El Individuo has been part of Cuban hip hop history for many years. He grew up listening to local rap groups such as Doble Filo and Obsesión, and then embraced the school of Cuban conscious rap group Los Aldeanos to craft his own lyrical style with the Con100cia crew alongside JD Asere and producer Dj Lapiz. Unlike Los Aldeanos, El Invidivuo’s conscious approach to rap has never been focused on politics. Instead it tries to transmit his particular vision of life, one that constantly juggles between lightness and darkness, happiness and hardship, going back and forward almost endlessly in each track through very well thought verses.
After playing for many years with Con100cia he is using his solo material to level up the great amount of detail he normally puts into his lyrics with the amount of musicality that goes in each track. Thus anchoring his personal sound by taking the time to replace record samples with live instruments and treating hip hop as a new form of jazz.

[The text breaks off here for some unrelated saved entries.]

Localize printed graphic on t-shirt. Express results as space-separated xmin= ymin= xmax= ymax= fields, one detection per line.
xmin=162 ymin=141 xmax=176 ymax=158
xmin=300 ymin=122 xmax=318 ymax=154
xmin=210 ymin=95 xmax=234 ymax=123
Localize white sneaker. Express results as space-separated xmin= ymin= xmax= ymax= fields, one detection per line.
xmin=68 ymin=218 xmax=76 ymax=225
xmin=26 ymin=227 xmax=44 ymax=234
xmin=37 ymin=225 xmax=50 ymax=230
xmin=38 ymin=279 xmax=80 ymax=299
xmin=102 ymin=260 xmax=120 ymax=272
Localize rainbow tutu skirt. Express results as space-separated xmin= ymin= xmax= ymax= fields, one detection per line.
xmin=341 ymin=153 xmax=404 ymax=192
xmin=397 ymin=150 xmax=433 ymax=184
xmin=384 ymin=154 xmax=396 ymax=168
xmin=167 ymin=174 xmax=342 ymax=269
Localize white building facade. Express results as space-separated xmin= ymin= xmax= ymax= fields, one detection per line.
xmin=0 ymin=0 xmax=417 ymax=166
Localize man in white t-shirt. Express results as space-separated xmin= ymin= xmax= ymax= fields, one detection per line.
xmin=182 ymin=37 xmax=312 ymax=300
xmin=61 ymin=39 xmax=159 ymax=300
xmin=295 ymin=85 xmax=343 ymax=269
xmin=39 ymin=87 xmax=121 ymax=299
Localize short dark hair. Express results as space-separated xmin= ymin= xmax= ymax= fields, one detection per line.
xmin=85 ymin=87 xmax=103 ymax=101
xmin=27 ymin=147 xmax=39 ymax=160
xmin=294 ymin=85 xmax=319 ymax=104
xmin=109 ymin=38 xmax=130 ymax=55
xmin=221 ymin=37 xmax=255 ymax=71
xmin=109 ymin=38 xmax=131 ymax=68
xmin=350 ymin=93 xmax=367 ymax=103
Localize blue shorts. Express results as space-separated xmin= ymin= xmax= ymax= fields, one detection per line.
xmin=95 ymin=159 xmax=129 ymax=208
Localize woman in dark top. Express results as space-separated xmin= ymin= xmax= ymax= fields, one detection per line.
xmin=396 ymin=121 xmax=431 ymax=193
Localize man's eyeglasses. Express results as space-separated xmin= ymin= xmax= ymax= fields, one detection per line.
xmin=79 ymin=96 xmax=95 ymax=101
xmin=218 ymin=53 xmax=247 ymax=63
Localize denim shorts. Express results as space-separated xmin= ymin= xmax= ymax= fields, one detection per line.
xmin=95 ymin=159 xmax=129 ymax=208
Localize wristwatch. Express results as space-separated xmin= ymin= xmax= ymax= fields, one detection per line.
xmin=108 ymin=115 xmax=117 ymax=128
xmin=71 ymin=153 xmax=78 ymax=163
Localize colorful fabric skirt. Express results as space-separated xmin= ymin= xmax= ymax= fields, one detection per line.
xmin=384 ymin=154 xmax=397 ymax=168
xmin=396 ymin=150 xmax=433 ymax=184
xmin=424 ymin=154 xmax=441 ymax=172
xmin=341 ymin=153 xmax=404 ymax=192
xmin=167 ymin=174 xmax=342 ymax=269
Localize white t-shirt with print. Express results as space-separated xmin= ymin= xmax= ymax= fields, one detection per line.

This is what leads us to the first track of his EP. “Bolerón” is a slow introduction into the album, which at a first glance could be mistaken as a Cuban record being sampled on a hip hop beat. The song lays some bolero trumpets and pianos on top of a modern trap groove just as Silvito El Libre does in “Uppercut 5”. However, as the track moves forward, the beat is painted with ambient pad harmonies and vocal choruses that take it to a new place reminiscent of how bands like The Avalanches bring opera sentimentality to hip hop on their track “Electricity”.
After that introduction, the album picks up in energy with “Piensa”, a rap track that has a very combative energy. In this song the comparisons with Calle 13’s Residente become more present. Firstly, the upfront lyrics that are trying to pick up a fight with whoever is listening, navigate on top of a cold beat made up of synths and trumpets in the same way Calle 13 does on their song “Que lloren”. Secondly, throughout the verses, El Individuo expresses that artistic skills and street credibility can go hand in hand to make you a kick-ass rapper, something that we’ve seen Residente express in many of his lyrics throughout his career. This is done by dropping powerful punch lines such as “Aunque fui de escuela también fui de bronca”.
“Como Quieres Que Sea” is one of the two tracks in the album that make it clear that El Individuo’s eyes are focused on what’s going on in the L.A. scene where hip hop artists and jazz musicians such as Thundercat, Kendrick Lamar and Flying Lotus are erasing the lines between both genres. Here the beat is carried along by a trumpet hook that is played and altered three times on top of each other, feeling jazzy yet experimental and still very hip hop.
Another important element of this track is that once you hear it it makes you want to jump on the beat to spit some lyrics, even if you don’t have a clue about freestyling. This is something that El Individuo’s music constantly makes you feel. Specially in the last track of the album, named also “2020 Escribo”. Here, the approach is similar, where jazz musicality is taken to the hip hop craft. However, instead of trying to express a story, in this track the lyrics feel like Rafa is just writing from his bed at night. Simply printing the subliminal images that come into his mind.
Before concluding, we have to go back on the track list to one of the most peculiar songs of the album: “No Me Mientan”. Here the play of opposites is taken to excellence by contrasting “mentira” (lie) and “verdad” (truth) all throughout the song, saying each of one of them like a 100 times in each verse until they turn into characters with their own nature almost like Julio Cortazar assigns the personalities to his Cronopios and Famas.
But that is not the end. The instrumental is also very interesting. Personally, it struck a chord with my inner Wiley and Skepta fan because it reminds me so much of Nadia Rose’s “Skwod”. This characteristic added to El Individuo’s kick ass “mentira-verdad” lyrics that make this track a great blueprint for what could be a very fresh Latin or Cuban approach to grime.